I’m just getting started with Azure AI search and I need help with extracting the recordId attribute from my skillset. I want to track which position each text chunk has in the original document.
After the text gets split, the output structure looks something like this:
{'values': [{'recordId': '0', 'data': {'content': 'first chunk text'}}, {'recordId': '1', 'data': {'content': 'second chunk text'}}, {'recordId': '2', 'data': {'content': 'third chunk text'}}]}
I need to capture that recordId value as a field in my index.
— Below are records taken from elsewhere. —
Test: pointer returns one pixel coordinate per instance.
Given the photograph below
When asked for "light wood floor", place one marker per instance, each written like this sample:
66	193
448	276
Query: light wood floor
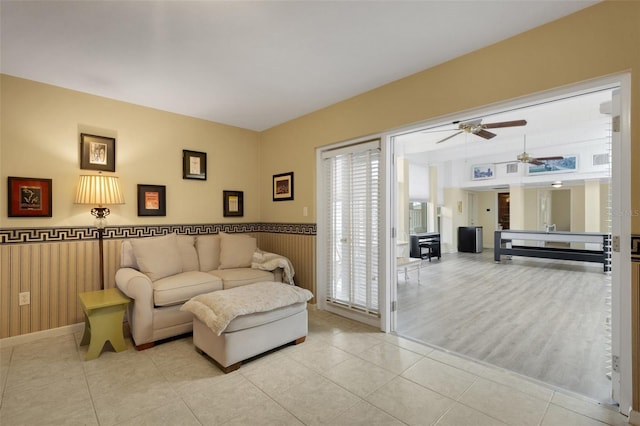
545	319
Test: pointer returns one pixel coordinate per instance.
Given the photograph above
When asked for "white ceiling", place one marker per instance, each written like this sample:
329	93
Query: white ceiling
249	64
552	126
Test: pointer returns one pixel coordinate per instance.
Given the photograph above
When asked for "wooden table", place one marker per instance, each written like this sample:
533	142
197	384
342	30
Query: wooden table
103	315
408	262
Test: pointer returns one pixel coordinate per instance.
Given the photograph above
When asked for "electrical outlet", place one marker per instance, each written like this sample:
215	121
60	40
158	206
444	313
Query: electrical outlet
24	298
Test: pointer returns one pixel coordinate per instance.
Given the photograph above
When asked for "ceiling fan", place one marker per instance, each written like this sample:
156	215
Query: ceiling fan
525	157
477	128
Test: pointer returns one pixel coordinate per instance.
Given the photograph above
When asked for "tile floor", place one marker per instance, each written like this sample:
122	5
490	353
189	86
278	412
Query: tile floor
344	374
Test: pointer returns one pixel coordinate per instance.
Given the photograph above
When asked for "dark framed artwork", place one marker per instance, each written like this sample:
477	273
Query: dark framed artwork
97	153
233	203
283	187
194	165
152	200
29	197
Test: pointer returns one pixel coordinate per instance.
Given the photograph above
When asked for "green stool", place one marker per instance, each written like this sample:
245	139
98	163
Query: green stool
103	315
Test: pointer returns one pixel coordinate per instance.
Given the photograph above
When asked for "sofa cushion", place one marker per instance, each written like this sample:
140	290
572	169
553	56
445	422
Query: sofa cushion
158	257
236	251
188	254
241	276
208	251
179	288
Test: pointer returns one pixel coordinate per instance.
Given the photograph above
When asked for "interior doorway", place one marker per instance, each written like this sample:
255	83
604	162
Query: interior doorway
507	173
503	210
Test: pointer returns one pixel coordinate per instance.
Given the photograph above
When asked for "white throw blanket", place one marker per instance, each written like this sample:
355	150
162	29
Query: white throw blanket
270	262
217	309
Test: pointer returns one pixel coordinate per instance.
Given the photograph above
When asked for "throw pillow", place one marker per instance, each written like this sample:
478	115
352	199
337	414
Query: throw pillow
236	250
158	257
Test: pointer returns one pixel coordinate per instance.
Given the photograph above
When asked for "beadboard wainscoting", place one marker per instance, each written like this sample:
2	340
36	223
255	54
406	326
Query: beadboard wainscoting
55	264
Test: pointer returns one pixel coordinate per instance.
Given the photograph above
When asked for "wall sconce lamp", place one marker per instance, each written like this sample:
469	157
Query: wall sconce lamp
99	190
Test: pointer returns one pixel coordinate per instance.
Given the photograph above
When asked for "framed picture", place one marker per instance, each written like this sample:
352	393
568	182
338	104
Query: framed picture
194	165
233	202
483	171
97	153
568	163
29	197
283	187
152	200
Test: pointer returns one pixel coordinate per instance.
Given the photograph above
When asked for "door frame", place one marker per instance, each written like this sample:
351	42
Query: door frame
622	315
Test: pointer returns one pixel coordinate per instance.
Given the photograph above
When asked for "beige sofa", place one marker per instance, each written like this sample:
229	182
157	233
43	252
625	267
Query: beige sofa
161	273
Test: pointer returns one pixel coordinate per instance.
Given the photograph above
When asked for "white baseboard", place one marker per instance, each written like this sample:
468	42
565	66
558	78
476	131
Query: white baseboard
32	337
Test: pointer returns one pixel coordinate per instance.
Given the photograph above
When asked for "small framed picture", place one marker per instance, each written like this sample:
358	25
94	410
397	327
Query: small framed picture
97	153
483	171
194	165
233	202
29	197
152	200
283	187
566	164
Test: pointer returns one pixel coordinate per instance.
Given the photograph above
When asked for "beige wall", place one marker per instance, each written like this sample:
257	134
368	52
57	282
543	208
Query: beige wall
595	42
487	202
40	138
40	126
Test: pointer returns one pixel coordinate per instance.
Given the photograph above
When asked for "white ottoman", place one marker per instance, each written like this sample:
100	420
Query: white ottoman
254	333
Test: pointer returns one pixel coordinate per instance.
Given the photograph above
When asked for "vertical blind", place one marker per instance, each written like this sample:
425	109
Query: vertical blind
352	185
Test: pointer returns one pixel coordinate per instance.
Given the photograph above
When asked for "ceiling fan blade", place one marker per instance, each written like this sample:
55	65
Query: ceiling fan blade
484	134
549	158
449	137
514	123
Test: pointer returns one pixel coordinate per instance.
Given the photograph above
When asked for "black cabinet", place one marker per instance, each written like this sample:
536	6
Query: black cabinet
425	245
470	239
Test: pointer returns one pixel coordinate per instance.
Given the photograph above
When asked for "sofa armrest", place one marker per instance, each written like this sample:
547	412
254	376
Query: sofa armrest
138	287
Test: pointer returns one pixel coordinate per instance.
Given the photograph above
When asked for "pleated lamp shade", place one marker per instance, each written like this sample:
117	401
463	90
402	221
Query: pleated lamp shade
99	190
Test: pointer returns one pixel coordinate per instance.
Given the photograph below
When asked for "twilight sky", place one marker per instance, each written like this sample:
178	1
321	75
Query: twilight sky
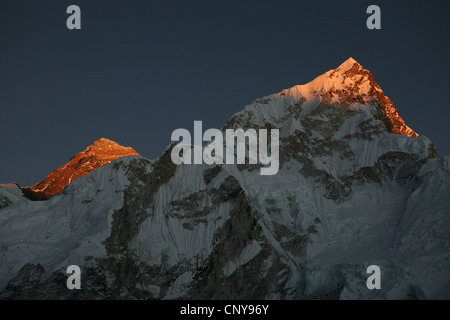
140	69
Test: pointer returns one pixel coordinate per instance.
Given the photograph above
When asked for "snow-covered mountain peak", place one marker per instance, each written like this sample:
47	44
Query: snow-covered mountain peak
99	153
347	64
350	87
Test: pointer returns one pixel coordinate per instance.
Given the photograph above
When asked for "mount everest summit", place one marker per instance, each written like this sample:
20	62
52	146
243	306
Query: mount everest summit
356	187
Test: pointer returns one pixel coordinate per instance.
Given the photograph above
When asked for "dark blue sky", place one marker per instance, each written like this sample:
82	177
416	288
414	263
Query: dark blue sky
140	69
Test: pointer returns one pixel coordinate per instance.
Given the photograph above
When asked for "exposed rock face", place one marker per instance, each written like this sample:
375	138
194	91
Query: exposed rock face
356	187
101	152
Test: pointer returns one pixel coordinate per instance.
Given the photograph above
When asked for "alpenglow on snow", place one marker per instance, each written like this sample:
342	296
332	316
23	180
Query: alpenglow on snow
356	187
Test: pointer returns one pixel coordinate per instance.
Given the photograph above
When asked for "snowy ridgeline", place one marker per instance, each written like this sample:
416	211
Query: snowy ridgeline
348	194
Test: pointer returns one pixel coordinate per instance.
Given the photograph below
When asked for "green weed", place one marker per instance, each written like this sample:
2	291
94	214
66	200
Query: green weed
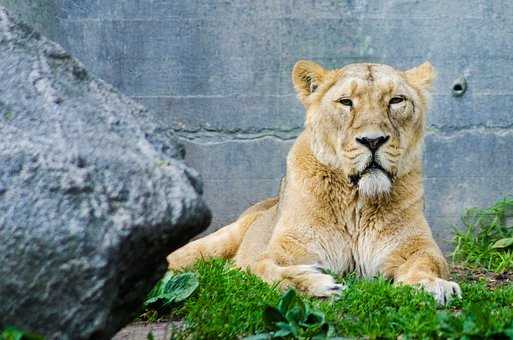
487	240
Here’s my current skillset configuration:
{
"name": "document-processing-skillset",
"description": "Split documents into chunks and create embeddings",
"skills": [
{
"@odata.type": "#Microsoft.Skills.Text.SplitSkill",
"name": "#1",
"description": "Chunk documents using split skill",
"context": "/document",
"inputs": [
{
"name": "text",
"source": "/document/content"
}
],
"outputs": [
{
"name": "textItems",
"targetName": "chunks"
}
],
"defaultLanguageCode": "en",
"textSplitMode": "pages",
"maximumPageLength": 1500,
"pageOverlapLength": 300,
"unit": "characters"
}
],
"indexProjections": {
"selectors": [
{
"targetIndexName": "my-document-index",
"parentKeyFieldName": "parent_id",
"sourceContext": "/document/chunks/*",
"mappings": [
{
"name": "text_content",
"source": "/document/chunks/*"
},
{
"name": "document_title",
"source": "/document/metadata_title"
}
]
}
]
}
}
How can I add the recordId to my field mappings?